I remember having Christmas dinner with friends out here, my first friends here, who are now more like an adopted family. The father, retired military, wanted dinner served at the tick of his watch—12 noon precisely. Both he and his wife were amazing cooks and an invite from them was a prize to any who received one. And we’re around the table, the mother constantly getting up to serve, the little daughter vying for attention. The older boys, in their late teens, early twenties, kind of breezed in, made plates, went downstairs to watch the game. That was the end of them. And I remember thinking how sad it was that they were taking this for granted. That, even on Christmas day, they could not or would not slow down and retire from the self-absorption of youth to give the only gift that means anything to a parent or loved one: time.
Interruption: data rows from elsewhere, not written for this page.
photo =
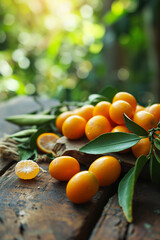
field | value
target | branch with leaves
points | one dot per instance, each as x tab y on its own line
115	142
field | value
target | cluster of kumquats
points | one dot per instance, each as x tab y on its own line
92	121
105	117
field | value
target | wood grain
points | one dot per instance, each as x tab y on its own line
39	209
146	217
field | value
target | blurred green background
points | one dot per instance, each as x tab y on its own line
69	49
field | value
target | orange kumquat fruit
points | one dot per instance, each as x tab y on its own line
96	126
127	97
155	110
26	169
117	109
74	127
46	142
82	187
107	169
86	111
63	168
145	119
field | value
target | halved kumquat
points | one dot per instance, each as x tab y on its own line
46	142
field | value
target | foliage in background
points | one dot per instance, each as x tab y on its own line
69	49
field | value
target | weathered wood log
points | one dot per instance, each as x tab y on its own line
146	220
39	209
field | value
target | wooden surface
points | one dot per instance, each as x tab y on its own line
39	208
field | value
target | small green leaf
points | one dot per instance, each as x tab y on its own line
157	143
127	185
108	92
110	142
154	170
134	127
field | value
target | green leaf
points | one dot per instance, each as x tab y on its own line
108	92
24	133
127	185
110	142
134	127
21	140
30	119
154	170
157	143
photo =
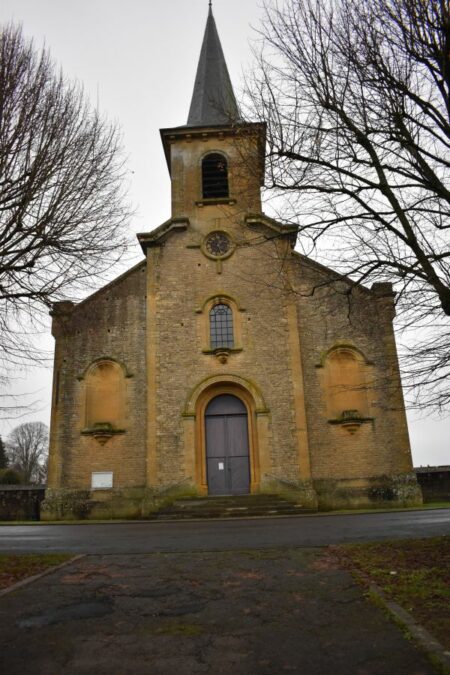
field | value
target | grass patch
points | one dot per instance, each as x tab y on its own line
415	573
14	568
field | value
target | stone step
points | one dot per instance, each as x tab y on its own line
240	506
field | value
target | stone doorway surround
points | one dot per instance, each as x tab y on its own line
227	446
258	427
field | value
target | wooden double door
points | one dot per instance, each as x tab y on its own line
227	449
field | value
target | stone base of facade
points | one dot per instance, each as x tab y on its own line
299	492
382	492
324	495
118	503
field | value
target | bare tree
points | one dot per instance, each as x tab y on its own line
27	449
356	96
3	455
62	206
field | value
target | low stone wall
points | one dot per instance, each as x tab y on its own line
21	502
435	483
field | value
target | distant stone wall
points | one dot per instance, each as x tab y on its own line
21	502
435	482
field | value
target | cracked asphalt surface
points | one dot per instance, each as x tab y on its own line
265	611
147	537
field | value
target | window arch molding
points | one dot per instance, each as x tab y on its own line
104	385
346	381
215	175
205	312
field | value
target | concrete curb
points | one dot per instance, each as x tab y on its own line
426	641
35	577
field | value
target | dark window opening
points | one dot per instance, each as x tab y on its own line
221	326
214	176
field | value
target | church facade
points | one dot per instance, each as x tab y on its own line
225	362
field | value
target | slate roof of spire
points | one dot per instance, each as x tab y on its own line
213	101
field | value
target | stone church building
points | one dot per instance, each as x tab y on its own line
225	362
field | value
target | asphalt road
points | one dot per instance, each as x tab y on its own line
214	535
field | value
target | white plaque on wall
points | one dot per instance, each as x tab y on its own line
101	480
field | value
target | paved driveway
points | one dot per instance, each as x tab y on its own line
147	537
252	612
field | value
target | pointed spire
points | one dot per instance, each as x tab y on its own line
213	102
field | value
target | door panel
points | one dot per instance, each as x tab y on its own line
237	435
227	450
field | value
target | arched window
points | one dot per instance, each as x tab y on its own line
221	326
346	384
214	176
105	395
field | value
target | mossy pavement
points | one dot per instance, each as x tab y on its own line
241	612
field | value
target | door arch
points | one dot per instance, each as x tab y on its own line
227	446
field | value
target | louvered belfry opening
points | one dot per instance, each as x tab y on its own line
215	176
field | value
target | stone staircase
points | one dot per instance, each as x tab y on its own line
240	506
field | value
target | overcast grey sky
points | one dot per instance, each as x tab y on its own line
137	61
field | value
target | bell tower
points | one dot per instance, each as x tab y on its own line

Turn off the TV, sit with mom and dad. Hear the old stories.

My niece spent the week with me once. We’d come back from wherever and she’d march into the house, head up the stairs to her room, close the door, and that was the end of her. She wasn’t angry, I didn’t take that as her not liking me or wanting to be around me. We’d just spent most of the day together, and we were done. I remember standing at the foot of the stairs, looking up, marveling at this phenomena. She was a teenager. This was what she was used to: she’s in her room, her mom is in her room and we’re done. She’s up there watching TV and talking on the phone, two things she didn’t need plane tickets to do.

This is, I suppose, the reality of parenting. Up the stairs, close the door, a head full of secrets. History, wisdom and experience are downstairs in the living room but she’s up there watching booty-shake videos. These patterns are not universal, but I’ve seen this more often than not, the invasion and undermining of family life by the exponential encroachment of media. We—you, me, the kids, everybody—are so plugged in, fed a constant, 24/7 stream of entertainment and information, that quiet, introspective scenes like those in I Will Follow seem alien and, somehow, inauthentic.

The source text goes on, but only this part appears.